WASHINGTON, Sept. 23 (UPI) — The Office of Personnel Management announced Wednesday it underestimated the amount of victims whose fingerprints were stolen in this year’s data breach by 4 million people.

The original estimate of people whose fingerprints were stolen has been increased to 5.6 million, up from 1.1 million, after OPM discovered archived records that were not previously analyzed, The Hill reported.

About 21.5 million former, current and prospective federal employees and contractors were affected by the OPM data breach in the spring. The new estimates do not affect the overall number.

The FBI, the Department of Homeland Security and other intelligence and national security agencies are working on how the exploited data could potentially be used by criminals.

“If, in the future, new means are developed to misuse the fingerprint data, the government will provide additional information to individuals whose fingerprints may have been stolen in this breach,” an OPM spokesman said in a statement.

The OPM will work with the Department of Defense to begin notifying people who were impacted by the data breach. Some victims may not know their data was taken until November.

The data breach generated mass criticism of the OPM. Sen. Ben Sasse, R-Neb., said the underestimation of fingerprint data theft was more evidence of OPM mismanagement.
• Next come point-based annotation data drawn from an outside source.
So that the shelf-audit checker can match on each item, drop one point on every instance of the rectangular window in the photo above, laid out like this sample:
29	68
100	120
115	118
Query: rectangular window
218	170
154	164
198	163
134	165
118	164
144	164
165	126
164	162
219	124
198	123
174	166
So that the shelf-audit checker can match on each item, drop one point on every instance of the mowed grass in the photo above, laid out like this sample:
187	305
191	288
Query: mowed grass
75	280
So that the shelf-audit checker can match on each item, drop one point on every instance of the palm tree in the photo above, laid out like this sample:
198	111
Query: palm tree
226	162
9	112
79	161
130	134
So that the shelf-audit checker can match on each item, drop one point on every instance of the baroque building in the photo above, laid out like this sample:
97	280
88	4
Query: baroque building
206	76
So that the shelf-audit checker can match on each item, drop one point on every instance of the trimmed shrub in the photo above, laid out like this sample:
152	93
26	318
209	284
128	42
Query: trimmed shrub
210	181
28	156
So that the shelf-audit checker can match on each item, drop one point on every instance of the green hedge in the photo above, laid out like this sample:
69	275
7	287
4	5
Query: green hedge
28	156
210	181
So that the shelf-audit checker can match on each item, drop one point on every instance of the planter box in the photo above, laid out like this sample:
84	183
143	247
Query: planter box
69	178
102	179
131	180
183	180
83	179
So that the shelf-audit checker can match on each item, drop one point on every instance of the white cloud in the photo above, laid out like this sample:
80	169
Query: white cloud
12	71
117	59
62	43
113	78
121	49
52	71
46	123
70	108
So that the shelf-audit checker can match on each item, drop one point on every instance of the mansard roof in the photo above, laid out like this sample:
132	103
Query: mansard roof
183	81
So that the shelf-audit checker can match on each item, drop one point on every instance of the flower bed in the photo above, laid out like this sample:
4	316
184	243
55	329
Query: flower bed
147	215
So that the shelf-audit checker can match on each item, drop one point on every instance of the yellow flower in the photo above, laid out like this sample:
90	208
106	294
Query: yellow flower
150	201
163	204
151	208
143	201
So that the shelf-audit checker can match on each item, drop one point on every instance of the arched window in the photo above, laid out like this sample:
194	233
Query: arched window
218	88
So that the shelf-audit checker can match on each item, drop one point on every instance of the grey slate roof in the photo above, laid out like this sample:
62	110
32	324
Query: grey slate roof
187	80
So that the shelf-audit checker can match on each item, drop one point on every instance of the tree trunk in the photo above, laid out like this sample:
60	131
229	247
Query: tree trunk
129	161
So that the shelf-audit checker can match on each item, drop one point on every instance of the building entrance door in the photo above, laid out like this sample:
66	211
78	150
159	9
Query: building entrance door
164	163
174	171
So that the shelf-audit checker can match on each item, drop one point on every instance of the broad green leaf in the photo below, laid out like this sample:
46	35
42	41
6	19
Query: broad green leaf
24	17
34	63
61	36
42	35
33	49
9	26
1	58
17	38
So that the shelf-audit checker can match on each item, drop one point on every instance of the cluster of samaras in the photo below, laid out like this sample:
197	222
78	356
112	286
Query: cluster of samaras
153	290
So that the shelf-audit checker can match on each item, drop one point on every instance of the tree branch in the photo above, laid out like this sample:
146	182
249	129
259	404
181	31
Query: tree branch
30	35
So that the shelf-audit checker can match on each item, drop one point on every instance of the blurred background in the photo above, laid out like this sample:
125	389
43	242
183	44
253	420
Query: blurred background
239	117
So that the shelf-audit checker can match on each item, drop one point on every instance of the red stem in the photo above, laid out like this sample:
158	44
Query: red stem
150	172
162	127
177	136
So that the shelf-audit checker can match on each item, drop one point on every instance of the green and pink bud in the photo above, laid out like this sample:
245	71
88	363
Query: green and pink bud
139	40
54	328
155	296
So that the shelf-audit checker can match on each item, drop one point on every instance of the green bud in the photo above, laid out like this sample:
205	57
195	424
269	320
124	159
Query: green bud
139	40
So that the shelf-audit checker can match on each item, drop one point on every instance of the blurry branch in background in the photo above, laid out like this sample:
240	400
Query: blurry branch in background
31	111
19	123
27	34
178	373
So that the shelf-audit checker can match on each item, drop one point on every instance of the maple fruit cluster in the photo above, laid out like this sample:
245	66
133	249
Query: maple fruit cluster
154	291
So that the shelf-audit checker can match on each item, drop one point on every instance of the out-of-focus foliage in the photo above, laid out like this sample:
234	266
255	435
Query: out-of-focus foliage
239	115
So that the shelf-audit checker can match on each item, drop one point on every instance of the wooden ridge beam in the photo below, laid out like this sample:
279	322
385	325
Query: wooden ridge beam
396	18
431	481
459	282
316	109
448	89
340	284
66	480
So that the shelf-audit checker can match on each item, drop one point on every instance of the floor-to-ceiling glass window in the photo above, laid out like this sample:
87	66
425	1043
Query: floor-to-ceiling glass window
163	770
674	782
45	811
“Today’s blatant news dump is the clearest sign yet that the administration still acts like the OPM hack is a PR crisis instead of a national security threat,” Sasse said in a statement. “The American people have no reason to believe that they’ve heard the full story and every reason to believe that Washington assumes they are too stupid or preoccupied to care about cyber security.”

On Tuesday, Chinese President Xi Jinping said his country was willing to cooperate with the United States on the controversial act of cybercrime, while denying China has ever participated in hacking. China has been accused of committing the OPM data breach.